I have a Python program that is sort of a wrapper around pip
that I use to assist with development of Python packages. Basically the problem I face is how to read the metadata such as Name and Version of a package (generally '.tar.gz' and '.whl' archives) without installation. Can distutils
or some other tool do this?
Just a few notes... The code is written for Python 3, but I am working with all sorts of Python packages such as sdist, bdist_wheel for both Py2 and Py3. Also I'm only concerned with local packages that I have the path to, not theoretical packages available on PyPi.
What I'm doing now works just fine, but it seems pretty messy and I'm wondering if there is a better tool that can abstract this. Right now I am reading the metadata text file within the archive and manually parsing out the fields I need. If that fails, I am stripping the name and version out of the package's file name (really terrible) . Is there a better way to do this? Here are the two functions that I am using to parse package Name and Version.
Simeon, thank you for the suggestion to use the metadata.json file contained within wheel archives. I'm not familiar with all of the files contained within archives but I had hoped there was a nice way to parse some of them. metadata.json certainly meets that criteria for wheels. I'm going to leave the question open for a little longer just to see if there are any other suggestions before accepting.

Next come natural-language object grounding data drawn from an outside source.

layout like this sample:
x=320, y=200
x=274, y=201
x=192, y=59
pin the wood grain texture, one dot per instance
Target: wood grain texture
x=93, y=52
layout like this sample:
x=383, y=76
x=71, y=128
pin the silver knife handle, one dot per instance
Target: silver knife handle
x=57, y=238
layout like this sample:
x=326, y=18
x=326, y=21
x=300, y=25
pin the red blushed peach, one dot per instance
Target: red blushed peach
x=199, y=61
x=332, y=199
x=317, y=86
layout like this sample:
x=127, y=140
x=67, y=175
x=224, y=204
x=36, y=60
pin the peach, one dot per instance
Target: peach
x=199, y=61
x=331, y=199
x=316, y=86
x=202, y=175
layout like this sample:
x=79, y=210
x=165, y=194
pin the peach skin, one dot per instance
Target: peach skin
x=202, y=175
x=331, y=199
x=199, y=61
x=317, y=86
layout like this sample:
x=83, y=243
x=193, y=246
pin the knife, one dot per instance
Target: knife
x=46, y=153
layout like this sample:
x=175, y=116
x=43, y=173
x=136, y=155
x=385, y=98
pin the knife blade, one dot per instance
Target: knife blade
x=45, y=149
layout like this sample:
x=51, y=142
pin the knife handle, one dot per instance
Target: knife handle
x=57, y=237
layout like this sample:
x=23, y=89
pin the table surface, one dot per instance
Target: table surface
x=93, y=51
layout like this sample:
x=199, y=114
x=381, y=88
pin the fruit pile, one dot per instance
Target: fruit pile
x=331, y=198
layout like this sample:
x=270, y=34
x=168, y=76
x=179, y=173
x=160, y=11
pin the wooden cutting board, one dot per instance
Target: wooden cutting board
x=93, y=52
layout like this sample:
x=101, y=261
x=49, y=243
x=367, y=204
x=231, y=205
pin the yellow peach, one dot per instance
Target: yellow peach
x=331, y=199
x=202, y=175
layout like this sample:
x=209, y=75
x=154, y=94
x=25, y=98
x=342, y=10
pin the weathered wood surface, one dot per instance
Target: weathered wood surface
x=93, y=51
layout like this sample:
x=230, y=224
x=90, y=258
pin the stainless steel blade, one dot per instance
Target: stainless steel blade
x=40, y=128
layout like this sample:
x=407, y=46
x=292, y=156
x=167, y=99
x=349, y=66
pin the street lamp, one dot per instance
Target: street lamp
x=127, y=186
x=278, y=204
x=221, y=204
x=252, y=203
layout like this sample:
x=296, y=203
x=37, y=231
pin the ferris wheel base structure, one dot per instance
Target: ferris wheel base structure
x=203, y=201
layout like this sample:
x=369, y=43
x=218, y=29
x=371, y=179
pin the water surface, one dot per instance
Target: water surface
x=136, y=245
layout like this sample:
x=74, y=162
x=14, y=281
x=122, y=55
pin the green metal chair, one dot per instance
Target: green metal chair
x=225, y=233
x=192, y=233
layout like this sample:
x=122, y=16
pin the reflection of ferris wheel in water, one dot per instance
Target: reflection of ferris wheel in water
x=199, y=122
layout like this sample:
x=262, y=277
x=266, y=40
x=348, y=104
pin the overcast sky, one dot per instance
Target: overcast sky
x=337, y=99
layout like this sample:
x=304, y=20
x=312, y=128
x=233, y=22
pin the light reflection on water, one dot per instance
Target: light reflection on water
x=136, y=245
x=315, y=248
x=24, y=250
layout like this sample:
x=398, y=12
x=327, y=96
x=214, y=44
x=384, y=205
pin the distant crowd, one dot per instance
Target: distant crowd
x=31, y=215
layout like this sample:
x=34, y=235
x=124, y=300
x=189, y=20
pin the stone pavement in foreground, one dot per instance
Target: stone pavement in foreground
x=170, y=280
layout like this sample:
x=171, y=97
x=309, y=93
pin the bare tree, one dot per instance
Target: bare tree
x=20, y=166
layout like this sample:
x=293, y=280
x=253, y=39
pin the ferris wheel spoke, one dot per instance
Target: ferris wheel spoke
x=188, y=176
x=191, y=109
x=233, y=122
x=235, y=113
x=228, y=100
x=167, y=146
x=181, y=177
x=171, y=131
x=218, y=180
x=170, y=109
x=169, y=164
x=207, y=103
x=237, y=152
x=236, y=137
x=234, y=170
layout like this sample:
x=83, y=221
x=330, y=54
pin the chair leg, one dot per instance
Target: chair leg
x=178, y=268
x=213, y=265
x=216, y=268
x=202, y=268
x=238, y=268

Anyways, in case anyone encounters this issue in the future, I've attached my updated code. It can probably be illustrated cleaner as a class, but this is what I have for now. It isn't super ruggedized for edge cases, so buyer beware and all that.
import tarfile, zipfile
def getmetapath(afo):
"""
Return path to the metadata file within a tarfile or zipfile object.
tarfile: PKG-INFO
zipfile: metadata.json
"""
if isinstance(afo, tarfile.TarFile):
pkgname = afo.fileobj.name
for path in afo.getnames():
if path.endswith('/PKG-INFO'):
return path
elif isinstance(afo, zipfile.ZipFile):
pkgname = afo.filename
for path in afo.namelist():
if path.endswith('.dist-info/metadata.json'):
return path
try:
raise AttributeError("Unable to identify metadata file for '{0}'".format(pkgname))
except NameError:
raise AttributeError("Unable to identify archive's metadata file")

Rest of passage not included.